Chasing the Bear: A Young Spenser Novel
- Cover of the first edition
- Author: Robert B. Parker
- Language: English
- Series: Spenser
- Genre: Detective novel
- Publisher: Philomel
- Publication date: May 14, 2009
- Publication place: United States
- Media type: Print (hardcover)
- Pages: 176 pp. (first edition)
- ISBN: 978-0-399-24776-7
- OCLC: 277203432
- Preceded by: Rough Weather
- Followed by: The Professional

= Chasing the Bear =

2009 novel by Robert B. Parker

Chasing the Bear: A Young Spenser Novel is a 2009 novel by Robert B. Parker. Though set in present day, it is a prequel to Parker's venerable Spenser series of novels. Unlike the rest of the Spenser series, Chasing the Bear is a young adult novel and not strictly detective fiction.

==Plot==

Spenser, while relaxing at a park with his love interest, Susan Silverman, reflects on some experiences in his life as a youth, before becoming a detective.

Spenser conveys that he grew up in an all-male household, his mother dying immediately before he was delivered by caesarean section. His household consisted of himself, his father, and his two maternal uncles. They were all uneducated, but eager to learn, worked in construction, and boxed from time to time to earn extra money. His uncles taught him to box from a very young age, three years old. They also read volumes of classic novels to him at night.

The main narrative conveys Spenser's adventures with a girl, Jeannie Haden. Jeannie was about Spenser's age, but was just a friend. Her father was an abusive drunk. One day Spenser saw her in her father's car, mouthing the words "Help" over and over again. Spenser, along with his dog, Pearl, follows the car and, eventually, Jeannie's father's boat down a river. He locates her and her father on a small island in the river, next to a lean-to. After a brief encounter with her father, Luke, Spenser is able to rescue Jeannie some time later.

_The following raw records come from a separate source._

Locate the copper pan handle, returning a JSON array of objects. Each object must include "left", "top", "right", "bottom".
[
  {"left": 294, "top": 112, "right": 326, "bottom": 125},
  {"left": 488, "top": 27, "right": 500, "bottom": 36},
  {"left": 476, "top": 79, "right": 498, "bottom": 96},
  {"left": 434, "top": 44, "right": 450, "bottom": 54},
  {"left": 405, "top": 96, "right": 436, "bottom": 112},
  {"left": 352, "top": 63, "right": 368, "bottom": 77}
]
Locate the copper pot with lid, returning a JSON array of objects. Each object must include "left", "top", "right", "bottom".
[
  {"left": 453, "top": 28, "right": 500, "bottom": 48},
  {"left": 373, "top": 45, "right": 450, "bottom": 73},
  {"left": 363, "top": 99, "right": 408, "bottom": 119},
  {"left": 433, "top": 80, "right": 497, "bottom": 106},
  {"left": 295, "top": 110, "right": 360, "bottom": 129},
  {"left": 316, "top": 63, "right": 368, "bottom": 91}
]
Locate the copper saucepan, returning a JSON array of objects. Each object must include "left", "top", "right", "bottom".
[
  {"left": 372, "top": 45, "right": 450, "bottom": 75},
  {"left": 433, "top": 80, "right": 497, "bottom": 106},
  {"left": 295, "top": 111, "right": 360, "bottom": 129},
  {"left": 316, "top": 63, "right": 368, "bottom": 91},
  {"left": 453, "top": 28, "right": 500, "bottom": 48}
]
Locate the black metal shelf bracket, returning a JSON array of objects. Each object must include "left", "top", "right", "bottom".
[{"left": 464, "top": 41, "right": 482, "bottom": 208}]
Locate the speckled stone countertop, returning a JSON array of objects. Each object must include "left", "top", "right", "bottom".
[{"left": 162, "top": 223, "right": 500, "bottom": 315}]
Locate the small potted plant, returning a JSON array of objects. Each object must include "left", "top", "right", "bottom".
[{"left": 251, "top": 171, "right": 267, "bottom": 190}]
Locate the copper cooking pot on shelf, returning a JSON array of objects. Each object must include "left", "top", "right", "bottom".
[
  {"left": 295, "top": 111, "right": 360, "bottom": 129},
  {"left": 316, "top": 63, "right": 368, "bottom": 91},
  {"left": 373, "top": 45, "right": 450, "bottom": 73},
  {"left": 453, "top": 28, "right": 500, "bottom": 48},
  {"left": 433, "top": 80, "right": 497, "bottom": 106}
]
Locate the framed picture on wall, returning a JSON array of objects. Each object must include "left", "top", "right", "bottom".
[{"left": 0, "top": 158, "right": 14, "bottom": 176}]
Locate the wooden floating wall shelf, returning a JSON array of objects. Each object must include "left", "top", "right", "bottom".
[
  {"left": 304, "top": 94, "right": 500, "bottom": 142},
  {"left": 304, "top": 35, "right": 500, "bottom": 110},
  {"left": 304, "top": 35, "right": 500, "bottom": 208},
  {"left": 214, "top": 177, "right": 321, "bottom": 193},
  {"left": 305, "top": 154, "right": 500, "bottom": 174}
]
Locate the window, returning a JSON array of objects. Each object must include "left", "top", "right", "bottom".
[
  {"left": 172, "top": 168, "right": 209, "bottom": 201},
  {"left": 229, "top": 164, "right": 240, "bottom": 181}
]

They escape downriver on Spenser's rowboat, eventually leading Luke Haden to his death. Spenser's father and uncles tell him he "did good" and needn't report the death, or his role in it. But he does, but the local law enforcement doesn't charge Spenser with any crime.

Spenser relates that Jeannie had a crush on him, but he didn't return her amore. But he managed to let her down and remain friends.

As a favor to Jeannie, he goes on to protect a student of Mexican descent, Aurelio Lopez. Lopez was targeted by white classmates and beaten up on occasion. After Spenser's protection, he doesn't get bullied any longer. However, his relationship with Lopez alienates him somewhat from his white classmates, many of whom he had known since the first grade.

At the end, Spenser is confronted by the entire white gang of about fifteen boys. Before any fighting convenes, Spenser's father and uncles arrive and mediate a fair fight between just Spenser and the leader of the gang, Leo Roemer. Because of his boxing training, Spenser quickly wins the fight. He doesn't have any trouble from the gang following the showdown.

The recollection ends with Spenser going off to college in Boston on a football scholarship. After an injury his second year, he loses his scholarship and is unable to afford any further schooling and joins the police force, choosing to stay in Boston rather than returning to his home town.

==Reception==
Chasing the Bear was received favorably by most critics, though some noted that it is probably better suited towards older young adults (mid-teens) rather than typical young adult books, which target a younger audience. Some critics found the switching between present-day and past to be distracting and felt it may alienate younger readers new to the series. Critics pointed out that there is no one mystery Spenser pursues, but rather shorter adventures which may disappoint some fans of the series.

However, at least one critic, Sarah Weinman for Los Angeles Times, said the book "ends up being an opaque window into Parker's continued creative decline" and that young readers will probably care little for the book or Spenser who is "far removed from his 1970s glory days."